More experienced investors may prefer separate allocations.

"Sophisticated investors with a clear view on asset allocation and risk appetite may prefer separate allocations to large-, mid, and smallcap funds," says Bhattacharya.

Such investors often want control over market-cap weights.

"There could be times when they want 50-70 per cent mid and smallcap exposure.

"That flexibility would not be available in flexicap funds," says Dhawan.

Life stage also matters.

First-Time Investors

"Conservative investors approaching retirement might prefer largecap stability, while young professionals might want to allocate more to mid and smallcaps for growth," says Agrawal.

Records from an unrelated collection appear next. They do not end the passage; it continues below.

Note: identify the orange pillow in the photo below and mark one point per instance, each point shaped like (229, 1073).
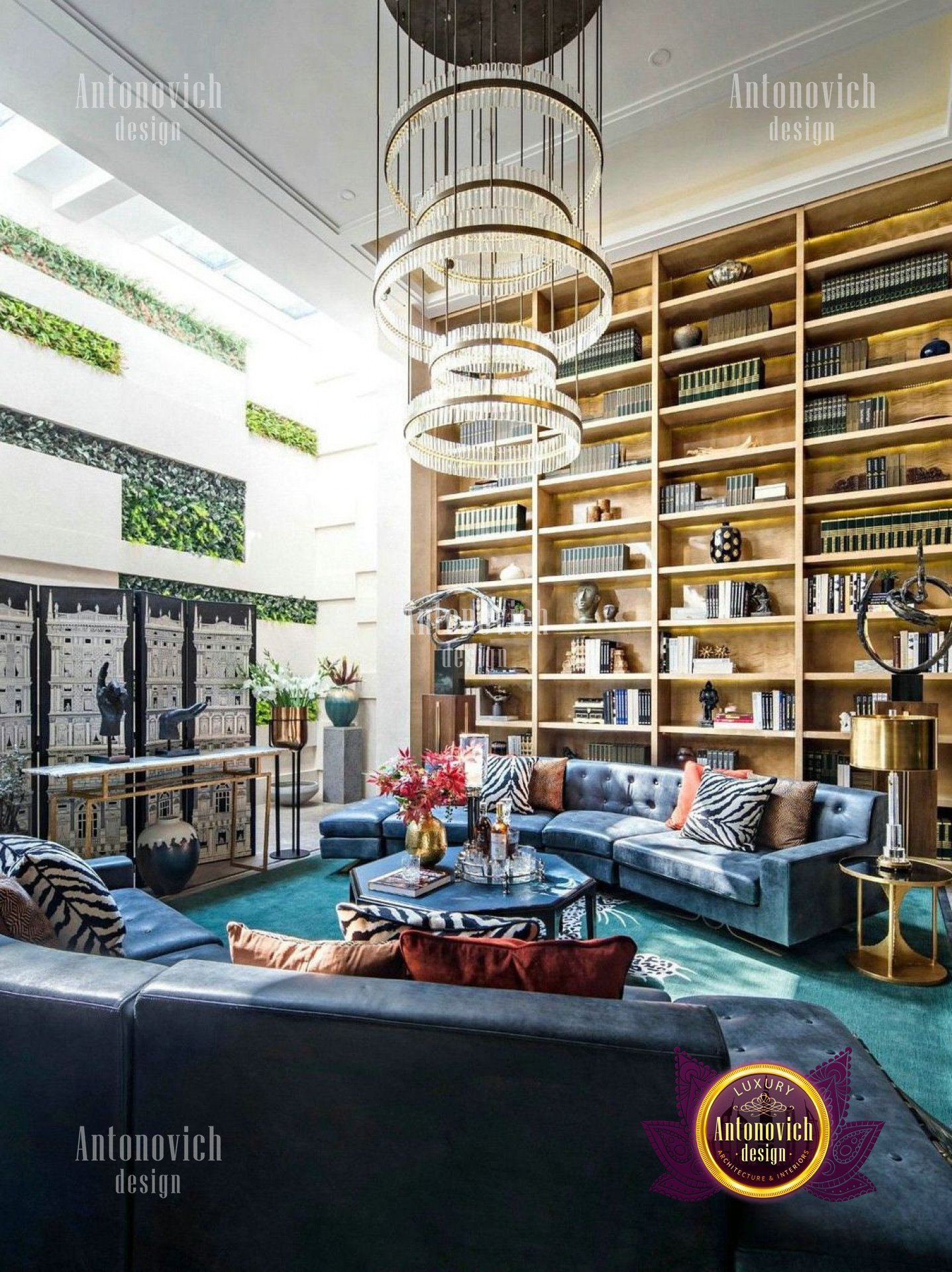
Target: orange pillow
(689, 790)
(333, 958)
(588, 970)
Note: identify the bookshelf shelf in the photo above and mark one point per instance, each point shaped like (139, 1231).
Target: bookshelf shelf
(792, 254)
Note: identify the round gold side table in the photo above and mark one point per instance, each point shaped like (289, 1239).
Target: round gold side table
(894, 959)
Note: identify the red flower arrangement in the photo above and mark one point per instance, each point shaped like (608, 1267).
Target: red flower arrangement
(438, 781)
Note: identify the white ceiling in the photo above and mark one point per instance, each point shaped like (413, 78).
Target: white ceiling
(262, 175)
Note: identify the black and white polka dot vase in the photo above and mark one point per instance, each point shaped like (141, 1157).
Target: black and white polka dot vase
(726, 543)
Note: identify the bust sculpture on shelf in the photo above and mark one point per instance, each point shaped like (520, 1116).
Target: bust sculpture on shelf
(113, 700)
(170, 724)
(708, 699)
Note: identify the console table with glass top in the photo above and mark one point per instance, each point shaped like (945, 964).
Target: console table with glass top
(166, 774)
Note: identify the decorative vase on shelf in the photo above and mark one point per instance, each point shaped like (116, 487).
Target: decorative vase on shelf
(726, 543)
(341, 702)
(167, 854)
(427, 840)
(290, 728)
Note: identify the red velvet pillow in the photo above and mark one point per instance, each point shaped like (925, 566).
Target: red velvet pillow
(689, 790)
(588, 970)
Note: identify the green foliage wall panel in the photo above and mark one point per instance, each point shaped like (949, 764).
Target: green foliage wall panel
(164, 503)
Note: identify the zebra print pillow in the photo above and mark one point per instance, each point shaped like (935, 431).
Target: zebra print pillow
(372, 922)
(73, 897)
(508, 778)
(727, 811)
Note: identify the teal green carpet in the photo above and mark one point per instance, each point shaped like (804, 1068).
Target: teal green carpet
(909, 1031)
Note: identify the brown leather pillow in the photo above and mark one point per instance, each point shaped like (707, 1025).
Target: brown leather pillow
(548, 785)
(255, 948)
(786, 820)
(588, 970)
(22, 919)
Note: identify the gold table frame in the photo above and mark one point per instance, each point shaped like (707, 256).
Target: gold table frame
(892, 958)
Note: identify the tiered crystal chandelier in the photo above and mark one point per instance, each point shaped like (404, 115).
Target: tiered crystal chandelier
(493, 162)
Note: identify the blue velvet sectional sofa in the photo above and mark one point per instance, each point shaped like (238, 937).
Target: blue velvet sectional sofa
(613, 829)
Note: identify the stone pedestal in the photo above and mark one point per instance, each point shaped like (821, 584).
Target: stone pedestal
(344, 765)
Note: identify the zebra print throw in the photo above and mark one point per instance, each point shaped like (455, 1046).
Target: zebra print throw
(727, 811)
(73, 897)
(508, 778)
(21, 918)
(372, 922)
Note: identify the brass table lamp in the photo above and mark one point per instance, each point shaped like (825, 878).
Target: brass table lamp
(895, 745)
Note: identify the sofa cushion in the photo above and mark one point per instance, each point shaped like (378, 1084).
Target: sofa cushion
(590, 831)
(154, 929)
(73, 897)
(699, 865)
(360, 820)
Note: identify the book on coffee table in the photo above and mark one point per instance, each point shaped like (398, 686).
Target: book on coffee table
(396, 882)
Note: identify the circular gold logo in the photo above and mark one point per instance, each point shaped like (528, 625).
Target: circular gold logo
(763, 1131)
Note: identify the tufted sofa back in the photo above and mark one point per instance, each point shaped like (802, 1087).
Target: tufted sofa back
(633, 790)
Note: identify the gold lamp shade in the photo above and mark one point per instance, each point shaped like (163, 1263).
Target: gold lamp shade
(895, 743)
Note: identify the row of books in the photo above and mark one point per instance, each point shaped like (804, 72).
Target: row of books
(839, 593)
(596, 558)
(773, 710)
(833, 413)
(848, 355)
(912, 648)
(739, 323)
(461, 570)
(633, 399)
(721, 381)
(617, 752)
(492, 519)
(613, 349)
(480, 659)
(591, 655)
(882, 284)
(929, 527)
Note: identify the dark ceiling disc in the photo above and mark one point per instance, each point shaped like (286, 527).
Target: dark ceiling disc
(483, 31)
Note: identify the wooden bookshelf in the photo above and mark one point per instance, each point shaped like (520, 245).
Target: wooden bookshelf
(761, 431)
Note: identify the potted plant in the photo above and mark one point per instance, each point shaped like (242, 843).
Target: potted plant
(341, 700)
(290, 698)
(437, 781)
(15, 790)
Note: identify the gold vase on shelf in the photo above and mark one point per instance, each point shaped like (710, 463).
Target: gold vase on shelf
(290, 728)
(427, 840)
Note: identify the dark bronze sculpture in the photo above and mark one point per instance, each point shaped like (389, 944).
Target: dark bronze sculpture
(113, 700)
(170, 724)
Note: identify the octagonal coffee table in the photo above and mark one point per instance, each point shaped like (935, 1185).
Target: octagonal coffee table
(543, 900)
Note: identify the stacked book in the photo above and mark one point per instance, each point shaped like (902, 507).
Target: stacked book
(591, 657)
(634, 399)
(912, 648)
(627, 708)
(617, 752)
(596, 558)
(615, 349)
(492, 519)
(882, 284)
(464, 570)
(834, 413)
(483, 659)
(849, 355)
(741, 322)
(717, 757)
(680, 496)
(721, 381)
(841, 593)
(865, 704)
(773, 710)
(931, 527)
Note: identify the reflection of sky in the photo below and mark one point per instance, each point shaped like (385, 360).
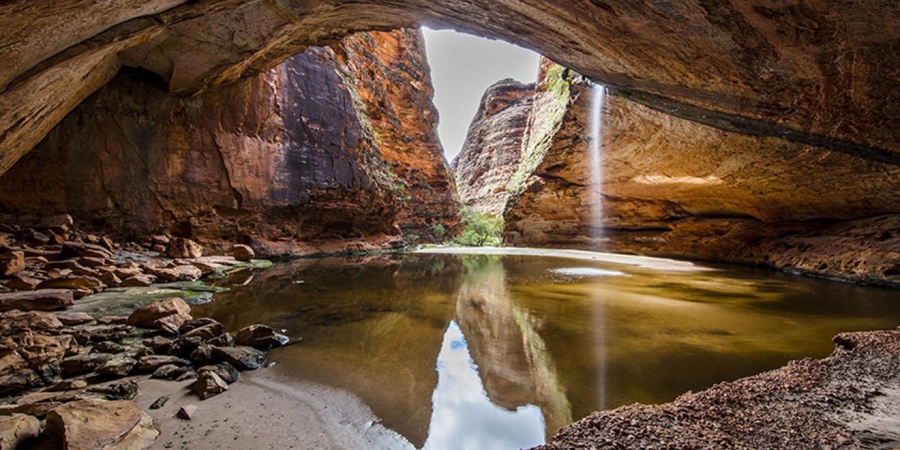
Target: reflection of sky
(463, 416)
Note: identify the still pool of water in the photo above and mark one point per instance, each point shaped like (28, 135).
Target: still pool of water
(492, 351)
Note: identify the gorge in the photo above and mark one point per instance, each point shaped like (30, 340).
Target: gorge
(669, 185)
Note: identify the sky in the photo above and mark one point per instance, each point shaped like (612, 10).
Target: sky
(462, 68)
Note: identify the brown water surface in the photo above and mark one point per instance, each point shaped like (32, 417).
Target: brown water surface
(488, 351)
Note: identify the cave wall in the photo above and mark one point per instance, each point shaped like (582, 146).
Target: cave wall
(674, 187)
(300, 155)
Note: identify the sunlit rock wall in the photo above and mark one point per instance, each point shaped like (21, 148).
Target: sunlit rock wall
(289, 160)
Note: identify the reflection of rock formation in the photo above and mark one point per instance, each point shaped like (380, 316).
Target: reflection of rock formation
(511, 356)
(371, 325)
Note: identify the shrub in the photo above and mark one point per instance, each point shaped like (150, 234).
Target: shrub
(480, 229)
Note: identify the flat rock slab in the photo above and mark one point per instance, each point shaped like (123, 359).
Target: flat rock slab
(93, 424)
(17, 429)
(40, 300)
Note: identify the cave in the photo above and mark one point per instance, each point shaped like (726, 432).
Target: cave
(681, 184)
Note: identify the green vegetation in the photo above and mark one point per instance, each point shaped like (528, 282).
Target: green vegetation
(550, 107)
(480, 229)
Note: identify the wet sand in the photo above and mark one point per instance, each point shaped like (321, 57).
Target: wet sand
(263, 411)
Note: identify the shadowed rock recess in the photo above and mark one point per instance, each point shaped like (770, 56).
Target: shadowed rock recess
(335, 143)
(673, 187)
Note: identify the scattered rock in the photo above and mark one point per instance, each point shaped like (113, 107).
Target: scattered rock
(79, 364)
(184, 248)
(94, 424)
(243, 358)
(40, 300)
(76, 283)
(260, 336)
(139, 280)
(167, 315)
(17, 429)
(243, 252)
(172, 372)
(12, 263)
(224, 370)
(22, 282)
(116, 390)
(186, 412)
(208, 384)
(118, 366)
(160, 402)
(68, 385)
(74, 318)
(222, 340)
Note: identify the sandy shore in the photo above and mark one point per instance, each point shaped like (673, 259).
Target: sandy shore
(264, 411)
(645, 262)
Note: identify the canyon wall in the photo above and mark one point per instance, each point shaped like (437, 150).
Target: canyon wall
(673, 187)
(334, 144)
(490, 154)
(817, 72)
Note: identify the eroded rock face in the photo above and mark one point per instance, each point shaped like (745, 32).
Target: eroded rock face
(817, 72)
(334, 143)
(493, 146)
(678, 188)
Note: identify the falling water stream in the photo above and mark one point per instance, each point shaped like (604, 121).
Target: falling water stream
(595, 206)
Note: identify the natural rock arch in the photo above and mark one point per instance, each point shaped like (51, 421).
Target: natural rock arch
(818, 72)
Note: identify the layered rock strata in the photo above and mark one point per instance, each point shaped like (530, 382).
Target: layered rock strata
(814, 72)
(492, 150)
(332, 145)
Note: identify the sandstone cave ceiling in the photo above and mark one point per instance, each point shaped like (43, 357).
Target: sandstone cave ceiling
(820, 72)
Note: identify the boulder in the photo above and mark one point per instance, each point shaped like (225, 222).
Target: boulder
(116, 390)
(40, 300)
(260, 336)
(168, 315)
(186, 412)
(160, 402)
(61, 222)
(17, 429)
(224, 370)
(11, 321)
(118, 366)
(68, 385)
(243, 252)
(78, 364)
(183, 248)
(22, 282)
(173, 372)
(139, 280)
(243, 358)
(208, 384)
(74, 282)
(73, 318)
(12, 263)
(150, 363)
(95, 424)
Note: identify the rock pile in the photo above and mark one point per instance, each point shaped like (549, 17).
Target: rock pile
(78, 373)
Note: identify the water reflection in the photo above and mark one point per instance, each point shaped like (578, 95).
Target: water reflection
(539, 334)
(463, 417)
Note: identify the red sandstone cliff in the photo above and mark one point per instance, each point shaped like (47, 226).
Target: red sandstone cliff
(678, 188)
(492, 150)
(289, 160)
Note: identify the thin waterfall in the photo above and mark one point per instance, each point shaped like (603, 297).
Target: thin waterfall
(595, 207)
(598, 104)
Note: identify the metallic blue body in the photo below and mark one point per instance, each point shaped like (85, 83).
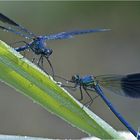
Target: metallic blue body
(130, 84)
(38, 43)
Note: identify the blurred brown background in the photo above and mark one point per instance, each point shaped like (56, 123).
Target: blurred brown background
(114, 52)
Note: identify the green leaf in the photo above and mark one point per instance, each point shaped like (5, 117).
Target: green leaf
(21, 74)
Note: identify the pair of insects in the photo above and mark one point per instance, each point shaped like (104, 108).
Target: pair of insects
(126, 85)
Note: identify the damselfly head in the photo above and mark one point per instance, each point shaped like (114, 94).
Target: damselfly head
(48, 51)
(75, 78)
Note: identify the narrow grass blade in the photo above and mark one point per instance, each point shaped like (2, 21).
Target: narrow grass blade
(21, 74)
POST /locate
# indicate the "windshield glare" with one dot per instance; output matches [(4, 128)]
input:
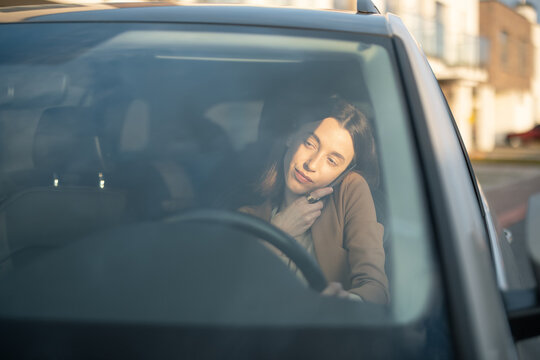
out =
[(111, 132)]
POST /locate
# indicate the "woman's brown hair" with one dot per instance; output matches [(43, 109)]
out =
[(272, 182)]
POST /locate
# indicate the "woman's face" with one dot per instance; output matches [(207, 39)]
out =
[(316, 155)]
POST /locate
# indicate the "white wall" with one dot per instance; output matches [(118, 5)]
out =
[(485, 118)]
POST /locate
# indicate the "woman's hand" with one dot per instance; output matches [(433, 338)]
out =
[(298, 217), (336, 289)]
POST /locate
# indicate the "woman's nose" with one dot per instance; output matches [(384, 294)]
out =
[(310, 164)]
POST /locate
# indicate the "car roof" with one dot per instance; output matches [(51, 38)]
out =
[(210, 14)]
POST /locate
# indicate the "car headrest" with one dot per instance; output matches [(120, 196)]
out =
[(66, 140)]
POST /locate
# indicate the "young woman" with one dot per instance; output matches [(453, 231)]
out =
[(337, 225)]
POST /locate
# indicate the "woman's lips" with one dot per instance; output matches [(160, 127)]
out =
[(301, 177)]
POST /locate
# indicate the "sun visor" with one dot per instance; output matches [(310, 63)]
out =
[(31, 87)]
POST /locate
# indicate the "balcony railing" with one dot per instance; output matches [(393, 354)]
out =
[(455, 49)]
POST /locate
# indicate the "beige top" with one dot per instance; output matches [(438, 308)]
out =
[(347, 239)]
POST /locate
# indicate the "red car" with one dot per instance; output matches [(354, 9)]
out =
[(518, 139)]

These funds often serve as the core of an equity portfolio. Depending on risk appetite, investors may allocate 30 to 40 per cent of their equity portfolio to them.

Key Points

  • Fastest AUM growth: Flexicap funds led equity schemes in AUM rise in 2025.
  • Volatility buffer: Dynamic allocation helped navigate choppy markets.
  • Largecap tilt: Reasonable largecap valuations attracted inflows.
  • Manager-led outcomes: Returns depend heavily on allocation decisions.
  • Investor fit matters: Best for long-term investors with moderate risk appetite.

Disclaimer: This article is meant for information purposes only. This article and information do not constitute a distribution, an endorsement, an investment advice, an offer to buy or sell or the solicitation of an offer to buy or sell any securities/schemes or any other financial products/investment products mentioned in this article to influence the opinion or behaviour of the investors/recipients.

Any use of the information/any investment and investment related decisions of the investors/recipients are at their sole discretion and risk. Any advice herein is made on a general basis and does not take into account the specific investment objectives of the specific person or group of persons. Opinions expressed herein are subject to change without notice.